Светлый фон

Крики и аплодисменты усиливаются, вся зала шумит и колеблется. Робеспьер, насладившись несколько мгновений своим торжеством, опять начинает говорить, на этот раз выступая против одного члена общества, предложившего воздать почести слесарю Жеффруа. Он доказывает, что оба предложения имеют целью возбудить зависть в отношении правительства, осыпая его лишними почестями. На этом основании Робеспьер предлагает исключить того, кто заговорил о почестях, о чем немедленно и выпускают постановление.

 

Находясь на том уровне реальной власти, которого достиг комитет, он должен был тщательно устранять всякий внешний признак ее. Он пользовался безусловной диктатурой, но не следовало позволять это слишком заметить, и всякая наружная пышность могла только компрометировать его без пользы. Честолюбивый солдат, мечом завоевавший власть и жадный до престола, спешит как можно скорее придать своему могуществу известный характер, не довольствуется самой властью, а непременно требует и ее инсигний; но вожди партии, управляющие этой партией только с помощью своего влияния и интеллектуального превосходства, должны, чтобы сохранить над нею власть, постоянно льстить ей, беспрестанно относить к ней эту власть и, управляя ею, делать вид, будто ей повинуются.

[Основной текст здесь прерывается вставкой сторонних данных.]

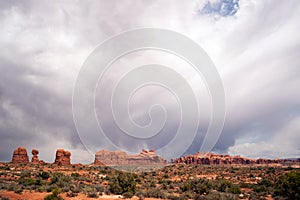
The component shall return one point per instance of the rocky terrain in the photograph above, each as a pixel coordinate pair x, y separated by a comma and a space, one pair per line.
216, 159
105, 157
20, 155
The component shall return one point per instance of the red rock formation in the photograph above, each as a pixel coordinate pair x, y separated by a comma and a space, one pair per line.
20, 155
62, 158
215, 159
121, 158
35, 158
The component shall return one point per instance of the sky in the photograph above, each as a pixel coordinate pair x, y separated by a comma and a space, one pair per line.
254, 44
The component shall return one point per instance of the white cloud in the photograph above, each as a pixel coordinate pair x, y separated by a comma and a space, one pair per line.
43, 44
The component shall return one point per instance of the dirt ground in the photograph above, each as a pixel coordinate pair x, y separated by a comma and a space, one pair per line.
27, 195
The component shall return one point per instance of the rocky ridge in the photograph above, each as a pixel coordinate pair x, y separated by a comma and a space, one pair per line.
20, 155
118, 157
216, 159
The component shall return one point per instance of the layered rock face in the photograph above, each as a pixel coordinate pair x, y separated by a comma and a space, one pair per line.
35, 158
122, 158
62, 158
215, 159
20, 155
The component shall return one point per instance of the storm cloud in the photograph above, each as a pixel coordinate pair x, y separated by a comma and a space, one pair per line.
254, 44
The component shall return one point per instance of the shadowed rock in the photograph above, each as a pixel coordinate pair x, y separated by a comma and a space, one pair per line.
20, 155
62, 157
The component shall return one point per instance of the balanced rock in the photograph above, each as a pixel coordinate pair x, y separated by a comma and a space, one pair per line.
20, 155
35, 158
110, 158
62, 158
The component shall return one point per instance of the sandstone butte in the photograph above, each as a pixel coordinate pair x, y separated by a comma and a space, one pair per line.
216, 159
62, 157
110, 158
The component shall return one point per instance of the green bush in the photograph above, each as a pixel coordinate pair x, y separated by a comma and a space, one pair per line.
54, 195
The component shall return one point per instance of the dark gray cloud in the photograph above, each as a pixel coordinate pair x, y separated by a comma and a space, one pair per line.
256, 50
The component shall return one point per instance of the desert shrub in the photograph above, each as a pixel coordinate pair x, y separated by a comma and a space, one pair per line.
26, 181
288, 185
92, 194
99, 188
127, 194
25, 174
72, 194
18, 190
199, 186
43, 175
155, 193
54, 195
122, 182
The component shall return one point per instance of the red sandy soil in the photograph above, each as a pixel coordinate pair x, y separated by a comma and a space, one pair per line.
27, 195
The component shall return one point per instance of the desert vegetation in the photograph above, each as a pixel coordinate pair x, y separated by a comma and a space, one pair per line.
178, 181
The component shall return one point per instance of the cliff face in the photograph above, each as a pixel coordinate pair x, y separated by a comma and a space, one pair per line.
62, 157
105, 157
215, 159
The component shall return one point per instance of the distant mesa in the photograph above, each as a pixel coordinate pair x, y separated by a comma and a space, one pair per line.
20, 155
62, 157
112, 158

Членам Комитета общественного спасения, вождям Горы, нельзя было изолировать себя от нее и от Конвента; они, напротив, должны были устранять всё, что могло возвысить их над товарищами. И без того уже многие даже в их собственной партии опомнились и поражались громадности их власти. Многие уже смотрели на них как на диктаторов, и в особенности Робеспьер начинал раздражать своим непомерным влиянием. Вошло в привычку говорить не комитет хочет, а Робеспьер хочет. Фукье-Тенвиль так и говорил одному человеку, которому грозил Революционным трибуналом: «Если Робеспьер захочет, быть тебе там». Агенты власти постоянно действовали от имени Робеспьера, жертвы приписывали ему все свои бедствия, и в тюрьмах вели речи лишь об одном угнетателе, Робеспьере. Даже иностранцы в своих прокламациях называли французских солдат солдатами Робеспьера. (Мы находим это выражение в одной прокламации герцога Йоркского.)

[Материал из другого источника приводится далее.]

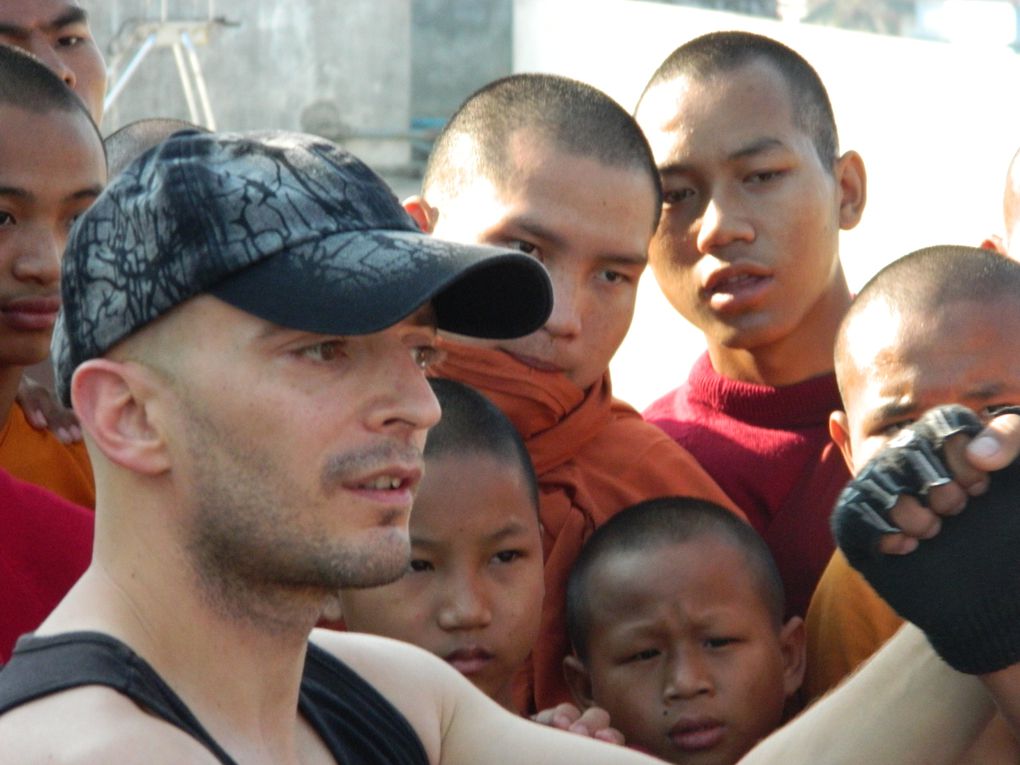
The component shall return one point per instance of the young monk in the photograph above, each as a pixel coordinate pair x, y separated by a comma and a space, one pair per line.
675, 613
472, 595
935, 326
557, 169
748, 250
52, 166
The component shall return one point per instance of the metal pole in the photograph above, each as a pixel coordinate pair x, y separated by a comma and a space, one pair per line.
203, 94
133, 65
186, 83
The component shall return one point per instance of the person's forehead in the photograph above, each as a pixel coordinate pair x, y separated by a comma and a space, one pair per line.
38, 13
493, 489
965, 351
669, 578
687, 109
79, 148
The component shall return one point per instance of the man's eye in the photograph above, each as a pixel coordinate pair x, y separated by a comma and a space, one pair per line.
508, 556
426, 356
997, 409
525, 247
763, 176
719, 642
325, 352
613, 277
675, 196
891, 428
647, 655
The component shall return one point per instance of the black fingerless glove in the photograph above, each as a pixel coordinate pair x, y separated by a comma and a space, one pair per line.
962, 588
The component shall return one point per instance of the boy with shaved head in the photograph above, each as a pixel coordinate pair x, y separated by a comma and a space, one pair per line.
57, 33
936, 326
755, 195
51, 167
1008, 240
557, 169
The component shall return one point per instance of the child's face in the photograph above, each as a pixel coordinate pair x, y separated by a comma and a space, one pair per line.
684, 655
473, 592
589, 223
747, 245
51, 169
899, 366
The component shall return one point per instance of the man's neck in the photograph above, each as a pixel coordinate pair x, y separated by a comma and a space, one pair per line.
10, 378
800, 355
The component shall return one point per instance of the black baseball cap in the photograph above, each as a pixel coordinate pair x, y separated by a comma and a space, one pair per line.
287, 226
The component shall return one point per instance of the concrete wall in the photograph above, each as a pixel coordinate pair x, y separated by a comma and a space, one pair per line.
363, 68
337, 67
456, 48
936, 124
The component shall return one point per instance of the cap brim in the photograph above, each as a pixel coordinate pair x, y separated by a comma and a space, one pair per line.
363, 282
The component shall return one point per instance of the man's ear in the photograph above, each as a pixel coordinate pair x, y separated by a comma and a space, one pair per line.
423, 213
793, 643
112, 400
853, 181
995, 243
839, 432
578, 680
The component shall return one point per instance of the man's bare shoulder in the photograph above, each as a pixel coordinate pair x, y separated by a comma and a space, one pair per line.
92, 725
420, 685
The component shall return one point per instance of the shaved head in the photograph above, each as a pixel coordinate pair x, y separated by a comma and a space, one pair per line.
568, 113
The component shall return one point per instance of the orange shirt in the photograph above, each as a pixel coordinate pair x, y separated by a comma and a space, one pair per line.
39, 457
594, 456
847, 622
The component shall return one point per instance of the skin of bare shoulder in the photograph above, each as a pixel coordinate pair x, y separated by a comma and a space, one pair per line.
94, 725
456, 722
415, 681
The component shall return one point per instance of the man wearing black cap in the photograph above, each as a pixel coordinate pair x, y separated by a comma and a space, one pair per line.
227, 515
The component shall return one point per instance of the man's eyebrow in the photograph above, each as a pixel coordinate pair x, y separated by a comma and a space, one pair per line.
16, 192
71, 15
546, 235
894, 410
513, 528
538, 230
90, 192
759, 146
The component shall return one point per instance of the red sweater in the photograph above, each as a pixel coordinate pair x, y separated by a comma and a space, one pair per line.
45, 546
769, 450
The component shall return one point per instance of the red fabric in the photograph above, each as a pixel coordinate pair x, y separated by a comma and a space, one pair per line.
594, 456
40, 458
770, 451
45, 546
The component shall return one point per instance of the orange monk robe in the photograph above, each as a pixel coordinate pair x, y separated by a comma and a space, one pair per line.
847, 622
39, 457
594, 456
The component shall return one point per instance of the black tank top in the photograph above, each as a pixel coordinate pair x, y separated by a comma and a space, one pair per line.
357, 724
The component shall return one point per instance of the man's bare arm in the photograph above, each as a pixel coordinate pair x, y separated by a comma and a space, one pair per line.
904, 707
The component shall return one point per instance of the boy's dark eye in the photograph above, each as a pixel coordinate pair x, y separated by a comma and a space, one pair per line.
645, 655
508, 556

Чувствуя, как опасно для него это постоянное упоминание его имени, Робеспьер поспешил произнести в Конвенте речь, в которой отвергал «коварные инсинуации, имевшие целью погубить меня». Эту речь он повторил у якобинцев и был вознагражден рукоплесканиями, которыми там сопровождалось каждое его слово. Газеты на следующий день перепечатали речь, причем назвали ее мастерским произведением, разбор которого невозможен потому, что «каждое слово стоит целой фразы, а каждая фраза – целой страницы». Робеспьер по этому случаю сильно вспылил и на другой день пожаловался якобинцам на газеты, с аффектацией льстившие членам комитета с целью погубить их. Газетам пришлось взять свои слова назад и извиниться за то, что они похвалили Робеспьера.